Heron has built a network of 20 unique partners across 9 countries from only 2 projects, reflecting the broad, internationally composed consortia common in EU space RIA calls. Their network is concentrated in the European new-space ecosystem, likely including space agencies, launch vehicle startups, and aerospace research institutes.
What sets them apart
Heron Engineering is one of the very few Greek private SMEs with demonstrated participation in EU-funded launch vehicle development programs — a rare profile in a sector dominated by French, German, and Italian aerospace firms. Their specific combination of mechanical-structural analysis expertise and direct experience on both expendable and reusable micro-launcher projects makes them a credible specialist partner for consortia needing structural engineering capacity without the overhead of a large aerospace contractor. For consortium builders targeting ESA or Horizon Europe space calls, a Greek SME with this profile also helps satisfy geographic diversity requirements.

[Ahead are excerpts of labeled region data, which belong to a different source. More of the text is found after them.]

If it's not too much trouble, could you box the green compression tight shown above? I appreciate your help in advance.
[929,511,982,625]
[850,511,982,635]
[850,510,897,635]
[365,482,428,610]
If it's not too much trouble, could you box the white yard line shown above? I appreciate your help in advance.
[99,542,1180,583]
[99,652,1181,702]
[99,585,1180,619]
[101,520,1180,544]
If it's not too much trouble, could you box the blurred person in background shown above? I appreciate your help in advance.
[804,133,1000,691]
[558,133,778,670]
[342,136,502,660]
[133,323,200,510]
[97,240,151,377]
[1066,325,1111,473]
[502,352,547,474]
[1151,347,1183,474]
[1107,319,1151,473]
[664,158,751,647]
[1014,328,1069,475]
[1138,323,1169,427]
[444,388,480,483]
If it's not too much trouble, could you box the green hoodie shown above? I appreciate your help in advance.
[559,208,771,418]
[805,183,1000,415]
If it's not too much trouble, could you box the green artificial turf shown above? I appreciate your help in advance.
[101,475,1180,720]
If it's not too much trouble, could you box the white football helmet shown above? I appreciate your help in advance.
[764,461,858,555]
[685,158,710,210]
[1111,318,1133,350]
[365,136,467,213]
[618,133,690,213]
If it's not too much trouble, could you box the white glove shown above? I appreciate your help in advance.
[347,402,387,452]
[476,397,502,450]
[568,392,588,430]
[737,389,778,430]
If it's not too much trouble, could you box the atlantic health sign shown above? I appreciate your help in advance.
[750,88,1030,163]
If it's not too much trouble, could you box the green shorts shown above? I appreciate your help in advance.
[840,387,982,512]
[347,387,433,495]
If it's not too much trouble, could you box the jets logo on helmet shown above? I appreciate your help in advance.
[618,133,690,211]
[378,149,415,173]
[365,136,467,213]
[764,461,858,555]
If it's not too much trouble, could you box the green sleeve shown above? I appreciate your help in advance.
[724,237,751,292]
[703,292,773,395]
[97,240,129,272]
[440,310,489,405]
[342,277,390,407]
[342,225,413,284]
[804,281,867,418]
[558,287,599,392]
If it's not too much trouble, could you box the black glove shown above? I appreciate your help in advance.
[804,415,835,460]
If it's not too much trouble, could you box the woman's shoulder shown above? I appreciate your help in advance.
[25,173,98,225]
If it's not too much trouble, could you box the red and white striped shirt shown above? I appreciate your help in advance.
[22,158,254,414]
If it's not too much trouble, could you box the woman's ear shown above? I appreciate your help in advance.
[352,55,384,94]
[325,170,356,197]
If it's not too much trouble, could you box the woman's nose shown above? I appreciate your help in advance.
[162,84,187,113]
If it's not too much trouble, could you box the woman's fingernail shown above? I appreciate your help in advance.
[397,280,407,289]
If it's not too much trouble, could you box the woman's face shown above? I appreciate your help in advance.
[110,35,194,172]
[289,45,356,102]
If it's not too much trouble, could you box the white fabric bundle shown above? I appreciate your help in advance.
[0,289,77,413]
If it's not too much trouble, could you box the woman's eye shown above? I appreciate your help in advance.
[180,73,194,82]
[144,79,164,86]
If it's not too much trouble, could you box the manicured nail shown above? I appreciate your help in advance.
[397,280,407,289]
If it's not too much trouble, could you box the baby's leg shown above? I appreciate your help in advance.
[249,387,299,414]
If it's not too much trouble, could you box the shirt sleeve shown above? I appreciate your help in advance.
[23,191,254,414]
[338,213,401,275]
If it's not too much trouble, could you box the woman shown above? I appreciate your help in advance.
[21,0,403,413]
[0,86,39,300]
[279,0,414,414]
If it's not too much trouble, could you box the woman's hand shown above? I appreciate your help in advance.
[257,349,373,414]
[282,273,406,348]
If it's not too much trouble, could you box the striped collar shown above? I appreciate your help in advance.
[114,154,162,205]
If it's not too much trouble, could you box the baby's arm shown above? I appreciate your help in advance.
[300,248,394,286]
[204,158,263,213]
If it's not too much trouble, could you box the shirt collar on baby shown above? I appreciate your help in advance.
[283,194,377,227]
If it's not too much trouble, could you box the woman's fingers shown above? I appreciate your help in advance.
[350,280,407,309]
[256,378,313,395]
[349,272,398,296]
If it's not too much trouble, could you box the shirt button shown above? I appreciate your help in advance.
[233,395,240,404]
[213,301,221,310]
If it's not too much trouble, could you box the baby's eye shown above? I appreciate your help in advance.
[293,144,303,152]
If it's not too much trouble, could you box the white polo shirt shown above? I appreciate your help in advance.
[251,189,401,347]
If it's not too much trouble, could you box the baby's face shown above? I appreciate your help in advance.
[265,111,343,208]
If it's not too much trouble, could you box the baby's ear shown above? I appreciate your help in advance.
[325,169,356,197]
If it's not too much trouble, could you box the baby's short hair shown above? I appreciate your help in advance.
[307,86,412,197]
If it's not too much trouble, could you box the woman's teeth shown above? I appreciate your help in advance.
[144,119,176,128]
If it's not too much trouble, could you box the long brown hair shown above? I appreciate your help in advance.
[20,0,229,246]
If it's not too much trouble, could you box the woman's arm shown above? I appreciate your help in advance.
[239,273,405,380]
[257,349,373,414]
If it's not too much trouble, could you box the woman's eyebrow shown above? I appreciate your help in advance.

Highlights from their portfolio
- RRTBThe largest-funded project (€332,500) and the most technically distinctive, targeting reusable micro-launcher recovery and return-to-base — one of the defining challenges of European new-space competitiveness.
- SMILEAn early-mover project (2016-2018) positioning Heron within the first wave of European small launcher development programs, before reusability became the industry standard.